As far as the games themselves go, Spyro 1 ironically feels the most “modern”. It’s got it’s core gameplay as mostly platforming challenges (though very easy), and each world’s levels feel somewhat cohesively themed. Spyro 2 and 3 tended to rely too much on minigames in each level as the core of its gameplay. Was fun as a kid, but really that’s a design trend that deserves to stay in the 90s (or in mario party).

ARTIFACT

Valve’s first new game in years! It’s actually a really great framework for a cardgame, with a lot of refreshing concepts in it. Piloting decks is extremely deep compared to other card games, and games are always very close. Making judgments about which lanes to dedicate resources to or abandon is difficult, and you are forced to think multiple turns ahead and evaluate a large amount of possibilities. It’s fun, it’s skillful, and it’s deep. The current set is lacking a bit of interesting variety between cards, but that can (and should) be fixed as they release new sets.
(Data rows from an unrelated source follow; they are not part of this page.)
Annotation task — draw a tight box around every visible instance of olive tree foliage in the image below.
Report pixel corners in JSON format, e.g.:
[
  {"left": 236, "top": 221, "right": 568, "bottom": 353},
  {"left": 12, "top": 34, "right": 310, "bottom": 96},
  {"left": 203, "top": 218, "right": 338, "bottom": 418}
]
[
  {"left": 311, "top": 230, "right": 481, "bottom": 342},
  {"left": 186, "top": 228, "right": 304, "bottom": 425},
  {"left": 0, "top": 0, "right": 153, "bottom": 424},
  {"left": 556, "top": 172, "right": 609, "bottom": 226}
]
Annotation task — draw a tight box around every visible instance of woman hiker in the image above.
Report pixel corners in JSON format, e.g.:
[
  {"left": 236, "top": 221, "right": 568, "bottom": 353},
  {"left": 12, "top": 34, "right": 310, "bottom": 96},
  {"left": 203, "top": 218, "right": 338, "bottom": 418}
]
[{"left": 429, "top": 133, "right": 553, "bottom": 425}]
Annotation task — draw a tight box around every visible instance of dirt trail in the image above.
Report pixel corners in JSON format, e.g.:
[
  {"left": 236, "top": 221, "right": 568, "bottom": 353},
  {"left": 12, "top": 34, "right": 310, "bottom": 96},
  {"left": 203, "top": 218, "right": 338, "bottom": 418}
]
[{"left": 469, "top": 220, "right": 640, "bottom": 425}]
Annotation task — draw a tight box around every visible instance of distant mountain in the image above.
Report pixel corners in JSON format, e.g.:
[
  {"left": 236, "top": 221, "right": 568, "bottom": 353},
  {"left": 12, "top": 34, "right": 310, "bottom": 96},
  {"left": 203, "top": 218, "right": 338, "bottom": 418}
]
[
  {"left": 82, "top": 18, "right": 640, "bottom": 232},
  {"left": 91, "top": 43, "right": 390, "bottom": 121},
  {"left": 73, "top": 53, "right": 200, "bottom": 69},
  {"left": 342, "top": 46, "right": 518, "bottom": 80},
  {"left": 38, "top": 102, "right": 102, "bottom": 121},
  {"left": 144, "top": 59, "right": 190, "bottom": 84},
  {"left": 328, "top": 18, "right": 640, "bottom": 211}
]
But it’s ruined by its economy, much like magic arena and hearthstone before it. And it has a lot of balance issues currently, and because you can buy and sell individual cards valve had said they won’t balance cards. And unlike magic people aren’t really buying the value proposition here, and the game is crashing hard as a result. It’s a shame because it’s has so much potential. It’s *almost* a great game.

SUPER SMASH BROS. ULTIMATE

It’s smash, it’s always good. At this point the series is more about being a celebration of all things Nintendo than just being a fighting game, and it certainly does just that. The fighting game part is superb as always. The rest of the stuff in the game… exists. It feels like they literally never cut a single piece of content they made for the game, for better or for worse. The 20 hour spirits campaign is something for sure. Full of design issues and unnecessary gacha and RPG mechanics, but who actually cares. That’s not what you play smash for. You play it to beat the shit out of Pikachu as Simon Belmont. Smash Ultimate is everything it needs to be, and a lot more than that.